Chastanet’s portfolios include Finance and Job Creation.
He explained that the situation necessitated social and economic relief measures aimed at providing support to the poor and vulnerable, and those directly impacted as a result of the COVID-19 crisis.
The PM noted that growth in the Caribbean region and Saint Lucia has been relatively tepid, and traditionally has relied on construction activity and tourism related developments.
He revealed that prior to COVID-19, Saint Lucia recorded real growth of 1.7 % in 2019, with expectations of 3.0 to 4.0 % for 2020.
“Saint Lucia also experienced a decline in unemployment during the period 2017 to 2019, which was driven by developments in the tourism and construction industry,” Chastanet stated.

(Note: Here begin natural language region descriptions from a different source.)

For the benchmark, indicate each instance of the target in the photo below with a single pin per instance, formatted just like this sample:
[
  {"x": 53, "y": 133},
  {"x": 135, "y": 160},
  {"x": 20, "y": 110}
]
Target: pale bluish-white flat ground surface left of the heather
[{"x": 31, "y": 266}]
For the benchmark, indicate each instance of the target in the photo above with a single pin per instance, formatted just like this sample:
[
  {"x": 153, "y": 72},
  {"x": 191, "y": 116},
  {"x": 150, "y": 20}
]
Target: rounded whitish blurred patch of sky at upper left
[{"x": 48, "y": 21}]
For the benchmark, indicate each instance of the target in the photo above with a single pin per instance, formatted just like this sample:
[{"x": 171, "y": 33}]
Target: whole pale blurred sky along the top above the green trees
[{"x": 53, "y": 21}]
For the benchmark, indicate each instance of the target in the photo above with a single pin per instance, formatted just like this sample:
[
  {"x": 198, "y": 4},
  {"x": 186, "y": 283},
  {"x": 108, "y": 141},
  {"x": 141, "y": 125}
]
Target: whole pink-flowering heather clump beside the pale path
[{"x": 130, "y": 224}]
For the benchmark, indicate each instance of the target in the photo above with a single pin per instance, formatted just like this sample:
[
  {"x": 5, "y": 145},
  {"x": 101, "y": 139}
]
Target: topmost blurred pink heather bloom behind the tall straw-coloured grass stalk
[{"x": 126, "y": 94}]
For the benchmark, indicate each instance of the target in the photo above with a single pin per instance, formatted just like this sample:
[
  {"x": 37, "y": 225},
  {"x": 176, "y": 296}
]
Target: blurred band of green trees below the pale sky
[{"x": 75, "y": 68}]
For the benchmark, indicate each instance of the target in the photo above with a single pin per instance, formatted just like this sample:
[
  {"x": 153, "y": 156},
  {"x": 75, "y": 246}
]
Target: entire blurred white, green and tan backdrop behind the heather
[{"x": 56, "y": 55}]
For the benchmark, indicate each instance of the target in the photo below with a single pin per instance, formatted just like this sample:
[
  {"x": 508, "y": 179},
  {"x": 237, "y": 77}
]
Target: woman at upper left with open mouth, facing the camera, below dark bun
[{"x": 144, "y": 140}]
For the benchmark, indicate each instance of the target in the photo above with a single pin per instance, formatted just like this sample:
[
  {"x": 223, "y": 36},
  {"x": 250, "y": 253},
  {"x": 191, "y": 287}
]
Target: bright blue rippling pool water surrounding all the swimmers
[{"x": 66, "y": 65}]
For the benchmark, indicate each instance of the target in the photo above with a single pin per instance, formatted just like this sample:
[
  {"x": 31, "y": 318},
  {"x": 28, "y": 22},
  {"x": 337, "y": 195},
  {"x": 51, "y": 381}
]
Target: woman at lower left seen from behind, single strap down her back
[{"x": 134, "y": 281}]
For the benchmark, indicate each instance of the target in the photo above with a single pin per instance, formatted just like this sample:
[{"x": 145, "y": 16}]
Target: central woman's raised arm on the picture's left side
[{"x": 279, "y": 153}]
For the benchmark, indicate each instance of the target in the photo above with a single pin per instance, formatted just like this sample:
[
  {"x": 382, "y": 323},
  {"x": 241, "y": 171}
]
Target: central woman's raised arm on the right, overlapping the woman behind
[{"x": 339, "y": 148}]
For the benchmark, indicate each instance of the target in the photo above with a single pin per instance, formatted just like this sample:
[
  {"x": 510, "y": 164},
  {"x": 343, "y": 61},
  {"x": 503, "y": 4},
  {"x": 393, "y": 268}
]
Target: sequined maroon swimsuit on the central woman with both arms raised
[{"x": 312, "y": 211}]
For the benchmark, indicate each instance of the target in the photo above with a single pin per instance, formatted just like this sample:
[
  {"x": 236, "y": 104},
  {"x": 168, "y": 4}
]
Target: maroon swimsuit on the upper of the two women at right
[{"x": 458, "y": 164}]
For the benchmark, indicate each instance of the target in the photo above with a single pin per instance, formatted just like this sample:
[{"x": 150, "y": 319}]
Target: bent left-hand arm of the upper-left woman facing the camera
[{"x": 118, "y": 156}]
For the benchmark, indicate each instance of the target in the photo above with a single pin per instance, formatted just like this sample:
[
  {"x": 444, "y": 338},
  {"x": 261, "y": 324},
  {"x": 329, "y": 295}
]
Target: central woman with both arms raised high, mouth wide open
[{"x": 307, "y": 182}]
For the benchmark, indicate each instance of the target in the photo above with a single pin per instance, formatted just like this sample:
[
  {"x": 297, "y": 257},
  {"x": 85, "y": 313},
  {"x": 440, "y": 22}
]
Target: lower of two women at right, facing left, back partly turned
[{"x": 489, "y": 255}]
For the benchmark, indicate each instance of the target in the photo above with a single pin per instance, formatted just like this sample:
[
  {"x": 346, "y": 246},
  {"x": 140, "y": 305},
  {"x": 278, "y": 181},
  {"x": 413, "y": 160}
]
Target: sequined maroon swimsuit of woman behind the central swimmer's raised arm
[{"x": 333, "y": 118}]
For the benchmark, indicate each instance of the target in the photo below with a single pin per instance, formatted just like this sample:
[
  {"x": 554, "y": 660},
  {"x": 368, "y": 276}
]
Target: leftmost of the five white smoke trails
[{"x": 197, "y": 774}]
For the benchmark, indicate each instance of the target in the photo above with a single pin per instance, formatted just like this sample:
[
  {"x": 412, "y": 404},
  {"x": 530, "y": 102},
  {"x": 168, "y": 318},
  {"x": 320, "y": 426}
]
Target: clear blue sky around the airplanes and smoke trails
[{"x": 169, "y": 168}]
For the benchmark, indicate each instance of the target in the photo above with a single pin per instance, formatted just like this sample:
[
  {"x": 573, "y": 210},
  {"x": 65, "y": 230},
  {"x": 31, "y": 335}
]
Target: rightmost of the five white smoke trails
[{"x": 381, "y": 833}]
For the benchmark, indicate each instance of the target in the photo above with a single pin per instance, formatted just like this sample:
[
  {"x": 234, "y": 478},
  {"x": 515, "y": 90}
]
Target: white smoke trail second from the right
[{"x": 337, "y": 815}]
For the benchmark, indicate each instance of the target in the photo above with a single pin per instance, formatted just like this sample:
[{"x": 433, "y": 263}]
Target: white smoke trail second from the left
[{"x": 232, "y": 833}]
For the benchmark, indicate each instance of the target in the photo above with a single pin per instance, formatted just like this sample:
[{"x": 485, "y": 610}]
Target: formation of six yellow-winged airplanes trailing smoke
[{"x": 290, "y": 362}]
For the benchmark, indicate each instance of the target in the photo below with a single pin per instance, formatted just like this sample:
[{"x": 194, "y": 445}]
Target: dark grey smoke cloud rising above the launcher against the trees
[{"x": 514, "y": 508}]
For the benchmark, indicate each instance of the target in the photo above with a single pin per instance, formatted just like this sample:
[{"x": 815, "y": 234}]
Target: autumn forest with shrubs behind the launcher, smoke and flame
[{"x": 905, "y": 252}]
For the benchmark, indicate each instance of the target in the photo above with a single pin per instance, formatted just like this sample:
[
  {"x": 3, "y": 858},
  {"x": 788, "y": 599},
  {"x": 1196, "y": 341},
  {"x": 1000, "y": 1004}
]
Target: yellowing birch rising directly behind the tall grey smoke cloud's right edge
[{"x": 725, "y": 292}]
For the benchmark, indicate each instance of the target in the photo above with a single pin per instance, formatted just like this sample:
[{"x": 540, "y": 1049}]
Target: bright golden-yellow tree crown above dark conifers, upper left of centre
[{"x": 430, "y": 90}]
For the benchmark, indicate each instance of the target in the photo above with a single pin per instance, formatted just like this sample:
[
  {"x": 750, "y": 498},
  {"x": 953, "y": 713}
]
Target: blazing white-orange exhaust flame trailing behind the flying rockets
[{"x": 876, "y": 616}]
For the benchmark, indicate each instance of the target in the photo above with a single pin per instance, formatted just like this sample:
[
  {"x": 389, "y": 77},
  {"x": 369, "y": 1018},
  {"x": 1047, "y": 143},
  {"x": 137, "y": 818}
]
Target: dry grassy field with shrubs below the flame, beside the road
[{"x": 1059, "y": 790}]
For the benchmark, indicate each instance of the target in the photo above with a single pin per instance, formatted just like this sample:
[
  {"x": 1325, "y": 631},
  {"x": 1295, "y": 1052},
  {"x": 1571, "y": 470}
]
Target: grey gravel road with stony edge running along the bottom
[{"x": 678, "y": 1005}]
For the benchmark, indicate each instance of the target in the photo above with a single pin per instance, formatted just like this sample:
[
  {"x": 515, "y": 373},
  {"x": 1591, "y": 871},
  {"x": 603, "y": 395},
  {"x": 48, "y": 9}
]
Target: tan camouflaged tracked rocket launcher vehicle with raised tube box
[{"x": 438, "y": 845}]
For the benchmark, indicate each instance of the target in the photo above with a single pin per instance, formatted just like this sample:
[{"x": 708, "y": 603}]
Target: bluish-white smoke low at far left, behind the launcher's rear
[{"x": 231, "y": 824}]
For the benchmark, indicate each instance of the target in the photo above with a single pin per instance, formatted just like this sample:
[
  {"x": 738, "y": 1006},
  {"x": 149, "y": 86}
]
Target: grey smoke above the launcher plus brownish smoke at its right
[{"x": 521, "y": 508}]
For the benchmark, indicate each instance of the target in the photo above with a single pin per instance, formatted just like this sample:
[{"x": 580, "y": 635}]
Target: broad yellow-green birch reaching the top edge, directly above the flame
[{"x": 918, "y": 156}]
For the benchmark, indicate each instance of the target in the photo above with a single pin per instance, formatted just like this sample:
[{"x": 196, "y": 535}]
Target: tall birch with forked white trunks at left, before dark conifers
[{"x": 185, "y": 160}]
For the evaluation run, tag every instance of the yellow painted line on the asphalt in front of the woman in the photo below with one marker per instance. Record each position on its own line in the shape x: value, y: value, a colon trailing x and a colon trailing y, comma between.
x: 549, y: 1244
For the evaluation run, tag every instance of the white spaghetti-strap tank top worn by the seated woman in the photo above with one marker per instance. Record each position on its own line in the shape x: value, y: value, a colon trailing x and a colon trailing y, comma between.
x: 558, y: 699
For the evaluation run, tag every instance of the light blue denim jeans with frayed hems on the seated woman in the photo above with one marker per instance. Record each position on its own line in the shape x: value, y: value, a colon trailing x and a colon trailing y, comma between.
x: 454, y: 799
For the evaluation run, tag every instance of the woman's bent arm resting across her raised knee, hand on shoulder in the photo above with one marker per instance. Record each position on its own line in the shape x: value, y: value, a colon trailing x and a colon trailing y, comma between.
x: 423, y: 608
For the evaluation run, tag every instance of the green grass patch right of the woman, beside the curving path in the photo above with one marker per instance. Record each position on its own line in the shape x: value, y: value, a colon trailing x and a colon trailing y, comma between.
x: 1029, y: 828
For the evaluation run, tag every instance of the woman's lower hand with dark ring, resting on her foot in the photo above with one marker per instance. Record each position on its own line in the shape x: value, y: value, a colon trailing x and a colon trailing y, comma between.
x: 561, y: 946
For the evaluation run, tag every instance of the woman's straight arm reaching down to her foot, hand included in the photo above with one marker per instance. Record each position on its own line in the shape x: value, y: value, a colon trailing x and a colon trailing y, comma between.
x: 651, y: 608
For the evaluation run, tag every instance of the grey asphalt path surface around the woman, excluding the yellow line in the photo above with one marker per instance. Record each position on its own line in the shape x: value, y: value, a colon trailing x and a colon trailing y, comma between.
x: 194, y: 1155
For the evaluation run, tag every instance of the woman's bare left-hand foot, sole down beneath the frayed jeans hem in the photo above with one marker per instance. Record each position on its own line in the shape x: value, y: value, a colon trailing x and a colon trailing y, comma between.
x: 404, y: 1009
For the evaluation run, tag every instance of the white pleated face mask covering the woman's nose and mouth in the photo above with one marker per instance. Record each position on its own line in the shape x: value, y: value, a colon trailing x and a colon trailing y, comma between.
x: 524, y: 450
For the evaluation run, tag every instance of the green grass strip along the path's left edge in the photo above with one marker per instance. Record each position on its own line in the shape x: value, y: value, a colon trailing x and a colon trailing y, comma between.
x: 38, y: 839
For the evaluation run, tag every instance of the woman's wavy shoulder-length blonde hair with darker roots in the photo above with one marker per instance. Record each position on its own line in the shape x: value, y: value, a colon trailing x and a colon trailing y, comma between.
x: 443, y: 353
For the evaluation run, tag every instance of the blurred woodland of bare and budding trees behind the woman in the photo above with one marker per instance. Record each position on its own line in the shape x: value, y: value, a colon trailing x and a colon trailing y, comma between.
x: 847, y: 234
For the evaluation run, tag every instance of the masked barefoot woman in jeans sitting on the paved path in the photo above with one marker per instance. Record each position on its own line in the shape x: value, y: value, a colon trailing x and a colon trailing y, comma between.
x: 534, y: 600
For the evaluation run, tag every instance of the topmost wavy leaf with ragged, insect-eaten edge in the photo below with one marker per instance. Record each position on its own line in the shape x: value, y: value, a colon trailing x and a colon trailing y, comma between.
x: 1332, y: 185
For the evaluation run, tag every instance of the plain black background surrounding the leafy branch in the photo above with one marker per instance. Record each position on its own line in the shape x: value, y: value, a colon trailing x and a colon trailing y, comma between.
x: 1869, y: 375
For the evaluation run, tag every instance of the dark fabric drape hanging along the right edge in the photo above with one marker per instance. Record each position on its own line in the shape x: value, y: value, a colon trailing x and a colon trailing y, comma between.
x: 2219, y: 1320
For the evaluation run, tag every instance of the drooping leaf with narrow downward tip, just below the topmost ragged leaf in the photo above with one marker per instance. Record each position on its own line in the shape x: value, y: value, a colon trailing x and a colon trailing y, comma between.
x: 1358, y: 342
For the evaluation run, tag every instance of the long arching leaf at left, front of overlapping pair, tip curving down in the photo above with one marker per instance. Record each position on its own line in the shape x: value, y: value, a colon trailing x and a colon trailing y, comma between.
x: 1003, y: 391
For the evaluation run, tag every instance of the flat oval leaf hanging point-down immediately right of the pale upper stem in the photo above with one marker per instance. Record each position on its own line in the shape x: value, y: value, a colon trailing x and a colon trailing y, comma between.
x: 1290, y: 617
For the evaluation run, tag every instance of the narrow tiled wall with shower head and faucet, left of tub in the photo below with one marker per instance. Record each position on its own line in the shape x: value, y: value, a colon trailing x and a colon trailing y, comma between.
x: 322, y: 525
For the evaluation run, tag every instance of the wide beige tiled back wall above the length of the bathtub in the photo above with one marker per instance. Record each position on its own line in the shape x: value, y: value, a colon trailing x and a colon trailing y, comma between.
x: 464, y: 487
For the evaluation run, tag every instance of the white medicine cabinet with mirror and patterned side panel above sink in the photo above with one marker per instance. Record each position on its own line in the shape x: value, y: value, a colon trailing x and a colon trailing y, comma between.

He told reporters that while the decline observed in Saint Lucia’s unemployment was welcomed, estimates suggest that unemployment, as at early June 2020 went back up to 21.0%, primarily due to the effects of COVID-19.
However the PM said that despite the effects of the pandemic, the Saint Lucia Government has embarked upon a multiplicity of policy responses to help mitigate the effects of the crisis, and bring relief to the most vulnerable groups.
Among the measures he mentioned was the Social Stabilization Programme, which was announced on 8th April 2020.
Chastanet explained that the programme allowed for the provision of income support, tax relief, and other social support measures which catered to individuals, households and businesses most impacted by the pandemic.
He asserted that in light of the current situation facing the region, Saint Lucia and the Caribbean countries have put forward key recommendations.
Among them was the need for a forum to look into the crowding out effect on growth and deterioration of their fiscal positions which comes from the constant need to replenish capital stock due to disasters, as well as revisiting the calculation of the debt to GDP metric.